“Devote yourself to prayer,” Paul writes to the Colossians, “being watchful and thankful.” That feels like a challenge thrown out to religious people, the kind of statement that makes the rest of us say, “I could never be devoted to prayer.”
The more I’ve been reflecting on the couple of sentences that follow this, the more I think that Paul wasn’t issuing a command to people who already had arrived spiritually. He was offering a way of living to people who wish they were closer to God.
Being devoted, persevering, is something you learn to do. One choice at a time, one action at a time. If you do something every day for a year, you are on the way to being devoted. Whether it’s my oatmeal and apple for lunch, your 30 minute run, the message of encouragement Nancy sends out every day, or a conversation with God, devoting yourself to something starts with being consistent. Five days out of seven. Three days out of five. Every day.
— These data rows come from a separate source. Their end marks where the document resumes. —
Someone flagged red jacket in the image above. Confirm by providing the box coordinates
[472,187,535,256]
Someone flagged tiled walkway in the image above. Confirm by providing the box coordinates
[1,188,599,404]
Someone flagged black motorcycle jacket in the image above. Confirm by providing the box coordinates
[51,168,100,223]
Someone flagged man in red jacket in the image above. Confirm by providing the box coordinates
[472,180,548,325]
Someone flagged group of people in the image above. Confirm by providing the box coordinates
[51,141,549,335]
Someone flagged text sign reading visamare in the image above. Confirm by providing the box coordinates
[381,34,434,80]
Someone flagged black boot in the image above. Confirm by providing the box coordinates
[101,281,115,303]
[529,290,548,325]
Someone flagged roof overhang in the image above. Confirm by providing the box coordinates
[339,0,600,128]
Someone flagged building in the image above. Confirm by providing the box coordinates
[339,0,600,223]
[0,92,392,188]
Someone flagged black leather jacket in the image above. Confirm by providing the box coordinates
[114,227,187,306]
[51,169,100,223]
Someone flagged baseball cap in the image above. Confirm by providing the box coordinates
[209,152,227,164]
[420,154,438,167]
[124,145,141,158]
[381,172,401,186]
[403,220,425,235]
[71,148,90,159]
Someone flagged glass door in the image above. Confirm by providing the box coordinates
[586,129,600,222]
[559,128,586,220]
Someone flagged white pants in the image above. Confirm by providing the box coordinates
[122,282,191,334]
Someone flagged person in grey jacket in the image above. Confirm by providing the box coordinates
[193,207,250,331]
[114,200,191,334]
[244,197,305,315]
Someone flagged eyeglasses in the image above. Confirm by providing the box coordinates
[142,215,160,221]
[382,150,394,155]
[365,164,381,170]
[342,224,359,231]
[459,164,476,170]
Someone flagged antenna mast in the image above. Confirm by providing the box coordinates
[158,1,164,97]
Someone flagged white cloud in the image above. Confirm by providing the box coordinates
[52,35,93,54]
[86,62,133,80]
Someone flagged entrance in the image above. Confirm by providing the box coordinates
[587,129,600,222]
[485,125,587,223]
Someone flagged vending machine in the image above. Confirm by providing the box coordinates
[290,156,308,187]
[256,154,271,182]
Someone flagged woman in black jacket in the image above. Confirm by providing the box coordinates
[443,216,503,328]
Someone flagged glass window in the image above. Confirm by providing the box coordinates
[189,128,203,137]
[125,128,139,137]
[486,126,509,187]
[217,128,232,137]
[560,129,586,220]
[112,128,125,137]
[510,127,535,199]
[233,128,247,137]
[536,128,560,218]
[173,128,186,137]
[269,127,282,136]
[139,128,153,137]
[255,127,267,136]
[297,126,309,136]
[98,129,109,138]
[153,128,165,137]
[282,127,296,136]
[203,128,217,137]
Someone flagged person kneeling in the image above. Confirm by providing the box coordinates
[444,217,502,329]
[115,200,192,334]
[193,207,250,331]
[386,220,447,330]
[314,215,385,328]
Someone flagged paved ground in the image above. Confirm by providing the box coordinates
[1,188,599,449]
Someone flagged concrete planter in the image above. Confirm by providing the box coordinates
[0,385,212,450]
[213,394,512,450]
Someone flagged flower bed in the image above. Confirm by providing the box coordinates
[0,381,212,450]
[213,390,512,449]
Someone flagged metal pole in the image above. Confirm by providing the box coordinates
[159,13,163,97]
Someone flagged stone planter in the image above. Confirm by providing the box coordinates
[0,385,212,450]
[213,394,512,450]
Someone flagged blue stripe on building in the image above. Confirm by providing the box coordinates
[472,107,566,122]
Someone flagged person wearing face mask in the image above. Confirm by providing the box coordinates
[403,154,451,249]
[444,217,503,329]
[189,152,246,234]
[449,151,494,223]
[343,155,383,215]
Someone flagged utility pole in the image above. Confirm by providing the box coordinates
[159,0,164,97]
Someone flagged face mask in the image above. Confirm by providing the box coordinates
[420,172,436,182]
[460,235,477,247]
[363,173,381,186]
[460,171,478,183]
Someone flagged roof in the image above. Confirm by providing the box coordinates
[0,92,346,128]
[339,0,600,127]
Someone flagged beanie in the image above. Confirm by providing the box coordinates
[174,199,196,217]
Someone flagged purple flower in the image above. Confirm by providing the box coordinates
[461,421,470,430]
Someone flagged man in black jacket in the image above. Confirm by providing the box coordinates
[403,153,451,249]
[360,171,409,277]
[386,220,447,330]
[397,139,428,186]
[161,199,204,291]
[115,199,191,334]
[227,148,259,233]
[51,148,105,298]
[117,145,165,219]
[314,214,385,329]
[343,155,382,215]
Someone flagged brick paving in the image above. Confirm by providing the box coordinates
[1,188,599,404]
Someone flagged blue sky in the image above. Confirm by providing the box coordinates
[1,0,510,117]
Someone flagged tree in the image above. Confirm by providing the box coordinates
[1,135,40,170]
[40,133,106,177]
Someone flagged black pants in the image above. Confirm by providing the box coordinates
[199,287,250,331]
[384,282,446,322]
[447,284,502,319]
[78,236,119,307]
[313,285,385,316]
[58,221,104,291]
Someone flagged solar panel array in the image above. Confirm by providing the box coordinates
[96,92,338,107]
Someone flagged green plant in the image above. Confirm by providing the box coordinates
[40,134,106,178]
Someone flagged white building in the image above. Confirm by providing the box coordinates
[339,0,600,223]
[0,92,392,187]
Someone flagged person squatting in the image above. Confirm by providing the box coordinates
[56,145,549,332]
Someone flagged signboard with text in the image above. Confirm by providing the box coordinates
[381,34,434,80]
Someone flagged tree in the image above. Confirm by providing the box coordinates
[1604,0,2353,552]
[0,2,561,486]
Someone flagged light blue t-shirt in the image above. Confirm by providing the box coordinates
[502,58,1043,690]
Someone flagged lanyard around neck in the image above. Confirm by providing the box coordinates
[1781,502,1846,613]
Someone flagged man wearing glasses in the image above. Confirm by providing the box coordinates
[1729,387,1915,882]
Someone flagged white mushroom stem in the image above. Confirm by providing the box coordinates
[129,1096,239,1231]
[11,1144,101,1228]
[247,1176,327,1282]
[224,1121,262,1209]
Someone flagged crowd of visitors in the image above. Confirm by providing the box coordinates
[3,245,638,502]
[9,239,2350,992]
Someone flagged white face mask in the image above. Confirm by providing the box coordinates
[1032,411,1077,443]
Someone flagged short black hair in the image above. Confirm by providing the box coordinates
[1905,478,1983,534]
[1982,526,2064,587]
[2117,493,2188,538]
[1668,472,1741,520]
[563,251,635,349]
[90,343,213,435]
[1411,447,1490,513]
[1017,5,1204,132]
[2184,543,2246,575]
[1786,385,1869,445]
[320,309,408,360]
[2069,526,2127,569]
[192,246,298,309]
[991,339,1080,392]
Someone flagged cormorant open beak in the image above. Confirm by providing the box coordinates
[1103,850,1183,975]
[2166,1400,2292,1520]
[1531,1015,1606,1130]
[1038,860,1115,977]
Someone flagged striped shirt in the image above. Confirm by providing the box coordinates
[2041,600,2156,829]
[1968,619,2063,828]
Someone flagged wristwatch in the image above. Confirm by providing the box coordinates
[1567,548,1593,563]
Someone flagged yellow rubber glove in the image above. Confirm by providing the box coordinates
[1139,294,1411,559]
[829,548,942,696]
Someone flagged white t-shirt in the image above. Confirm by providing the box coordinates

The subtle thing about being devoted is that we don’t set out to have the status of “devotee.” We set out to pray. Or to encourage. Or to run. It’s the rearview mirror, it’s the view from 10,000 feet, it’s the series of datapoints that show devotion.
Paul says, “throw yourself into talking with God.”
What do you talk about? Pay attention to what is going on around you, to the troubles people face, to the way that your friends are facing evil. Let your conversation with God reflect your awareness of children being trafficked. And be thankful. That God has the capacity to help. That God is willing to listen. That my incapacity to understand how God works doesn’t stop him from being present.
Talk today. Then tomorrow. You are devoting yourself.